Am 3. Juni 2022 hat Herr Jonas Stienen seine mündliche Promotionsprüfung erfolgreich abgeschlossen.
Herr Stienen promovierte über das Thema:
„Real-time auralisation of outdoor sound propagation“
Das IHTA gratuliert sehr herzlich!
Abstract der Doktorarbeit:
Auralisation describes the process of generating and presenting audible sound using computer programs and audio hardware. Since the result is perceived naturally by the human’s auditory system, a demonstration by means of auralisation is easily comprehensible and does neither require background knowledge nor expertise. Producing auralisation under real-time constraints increases the implementation demands significantly. Real-time auralisation is required in applications that respond to user interaction, for example, in interactive Virtual Reality (VR) environments. Dynamically moving sound sources and receivers evoke a change in the perceived sound, and the corresponding result must be provided as quickly as possible. A feeling of immersion can be created if the response time of the system does not exceed perceptual thresholds and thus enables a plausible scene presentation. To achieve this emotional state, real-time auralisation must comply with the expected physical behaviour.

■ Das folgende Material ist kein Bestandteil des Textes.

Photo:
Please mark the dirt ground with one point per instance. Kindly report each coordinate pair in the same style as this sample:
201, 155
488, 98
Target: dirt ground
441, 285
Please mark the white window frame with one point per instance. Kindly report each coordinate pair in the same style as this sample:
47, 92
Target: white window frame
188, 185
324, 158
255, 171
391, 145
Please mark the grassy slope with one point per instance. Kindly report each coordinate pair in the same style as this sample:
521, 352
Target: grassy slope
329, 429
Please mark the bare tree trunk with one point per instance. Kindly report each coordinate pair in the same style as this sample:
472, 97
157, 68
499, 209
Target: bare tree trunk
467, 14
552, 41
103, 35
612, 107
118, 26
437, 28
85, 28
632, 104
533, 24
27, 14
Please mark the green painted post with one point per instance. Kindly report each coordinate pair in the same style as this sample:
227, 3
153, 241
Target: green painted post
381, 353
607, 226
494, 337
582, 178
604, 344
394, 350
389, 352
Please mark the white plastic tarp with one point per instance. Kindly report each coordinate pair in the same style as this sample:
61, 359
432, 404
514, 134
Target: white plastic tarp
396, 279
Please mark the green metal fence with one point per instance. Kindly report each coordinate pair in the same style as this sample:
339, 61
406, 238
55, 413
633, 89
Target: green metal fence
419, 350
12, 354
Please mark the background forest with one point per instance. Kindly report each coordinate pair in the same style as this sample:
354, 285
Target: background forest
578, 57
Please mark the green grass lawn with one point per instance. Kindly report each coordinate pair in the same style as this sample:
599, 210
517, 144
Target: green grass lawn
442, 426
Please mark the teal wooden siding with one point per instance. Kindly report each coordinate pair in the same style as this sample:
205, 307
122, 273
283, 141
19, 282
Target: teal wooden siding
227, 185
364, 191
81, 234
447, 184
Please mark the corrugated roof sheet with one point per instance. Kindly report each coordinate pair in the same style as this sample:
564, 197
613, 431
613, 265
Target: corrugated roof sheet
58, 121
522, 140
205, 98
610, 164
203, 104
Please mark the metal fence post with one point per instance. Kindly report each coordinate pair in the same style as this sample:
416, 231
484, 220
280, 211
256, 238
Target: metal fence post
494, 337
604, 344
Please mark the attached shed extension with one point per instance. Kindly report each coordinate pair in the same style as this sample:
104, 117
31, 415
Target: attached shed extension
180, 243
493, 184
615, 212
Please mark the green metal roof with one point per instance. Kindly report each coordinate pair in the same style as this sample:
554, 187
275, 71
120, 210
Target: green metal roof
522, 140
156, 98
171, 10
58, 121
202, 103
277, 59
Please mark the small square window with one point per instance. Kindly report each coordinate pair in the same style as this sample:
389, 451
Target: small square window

The realisation of a real-time auralisation application for outdoor environments represents a promising addition to current noise assessment procedures. It also delivers the foundation for the auditory modality in outdoor VR scenarios, which can server as as an audio-video tool for perception-related scientific investigations.
In the past, auralisation has gained much attention in room acoustics. An attempt to transfer the established concepts and approaches to outdoor environments reveals two systemic deficiencies.
Firstly, room acoustic simulations are commonly based on Geometrical Acoustics (GA), which determines reflected sound rapidly and with high accuracy, but struggles to incorporate diffracted sound. In most urban settings, however, the transmission of sound from a noise source to a receiver contains a significant contribution of both reflected and diffracted components. Furthermore, dynamic virtual environments are time-variant. Traditional realisations often neglect this characteristic, treating an acoustic environment as temporarily static on a frame-by-frame basis. Adaption to dynamic events is implemented by transition of sequences of time-invariant simulations, which is contradictory to the highly dynamic nature of outdoor scenarios.
To address these two misconceptions, a real-time auralisation system is suggested that attaches increased importance to fast geometric diffraction simulations and is based on an audio rendering network that reflects the time-variant nature of dynamic outdoor sound propagation.